The success of this mission is by no means guaranteed. The difficulties which Russia might encounter in implementing such ambitious goals are indicated by its more restrained stance on this issue and its reservations regarding the nature of its cooperation with the expert group. So it is entirely possible to claim that the progress achieved by the task force on black carbon and methane emission reductions has on the whole exceeded the expectations of 2013, although its activity to bring this work to a logical conclusion is far from over – regardless of how much longer the Ukraine crisis will last.

Finally, the task force on working towards an arrangement on improved scientific research cooperation among the Arctic states, which has been working under the chairmanship of Russia, Sweden and the USA. Its original mandate did not mention preparing an inter-state agreement. The objective of the group was to inventorise the issues that countries are encountering as they move towards intensifying and increasing the efficiency of cross-border scientific cooperation, and to prepare relevant recommendations. At some stage the question arose in this group that preparing an inter-state agreement would be of the greatest assistance in fulfilling this objective.

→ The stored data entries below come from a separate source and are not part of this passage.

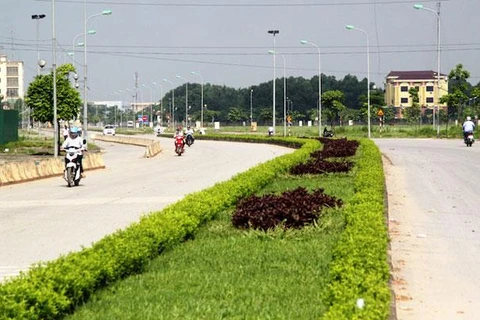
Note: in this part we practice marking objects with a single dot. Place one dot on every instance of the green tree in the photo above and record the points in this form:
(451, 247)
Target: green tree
(332, 103)
(236, 115)
(39, 96)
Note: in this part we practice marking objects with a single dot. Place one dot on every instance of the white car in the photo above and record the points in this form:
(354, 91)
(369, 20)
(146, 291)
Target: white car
(109, 129)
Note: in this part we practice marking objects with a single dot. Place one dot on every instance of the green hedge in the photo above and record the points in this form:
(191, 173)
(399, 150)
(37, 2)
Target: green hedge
(54, 289)
(360, 267)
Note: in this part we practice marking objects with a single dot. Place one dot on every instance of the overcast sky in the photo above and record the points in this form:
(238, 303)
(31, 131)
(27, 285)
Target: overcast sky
(227, 41)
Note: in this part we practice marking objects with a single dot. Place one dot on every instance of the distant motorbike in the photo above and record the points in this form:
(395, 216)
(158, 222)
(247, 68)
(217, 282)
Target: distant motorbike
(179, 145)
(327, 133)
(72, 172)
(189, 139)
(469, 140)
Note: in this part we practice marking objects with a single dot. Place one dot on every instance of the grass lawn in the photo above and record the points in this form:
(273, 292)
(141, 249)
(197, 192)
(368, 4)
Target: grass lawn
(226, 273)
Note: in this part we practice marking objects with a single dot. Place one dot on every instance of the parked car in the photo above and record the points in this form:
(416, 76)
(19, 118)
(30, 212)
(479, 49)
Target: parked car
(109, 129)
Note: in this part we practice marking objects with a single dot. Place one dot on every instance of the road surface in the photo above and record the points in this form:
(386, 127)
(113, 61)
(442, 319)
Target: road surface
(43, 219)
(434, 222)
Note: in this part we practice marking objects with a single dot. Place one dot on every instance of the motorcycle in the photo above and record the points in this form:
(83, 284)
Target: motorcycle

The possibility of preparing a legally binding agreement on scientific cooperation in the Arctic was discussed at the last meeting of the task force. And although there is not complete unanimity on this issue, and difficult questions can clearly be seen in drawing up such an agreement, including the question of the involvement of third-party, non-Arctic states in this cooperation, a decision was taken in Iqaluit to amend the task force’s mandate and instruct it to prepare a legally binding agreement by 2017.

Thus not only did the work of the Arctic Council not stagnate in the period between the last two sessions under the influence of the Ukraine crisis, but on the contrary it was extremely busy and quite productive. An important intermediate milestone has been passed. New aims have been mapped out. Decisions have been taken to create new task forces and a range of framework documents on other issues.

All this indicates that the Arctic Council states have succeeded, if not fully then to a significant degree, in shielding the council from the impact of the worsening relations between Russia and the West.

This may be just half a step forwards, not a whole step. But it is certainly not a step backwards.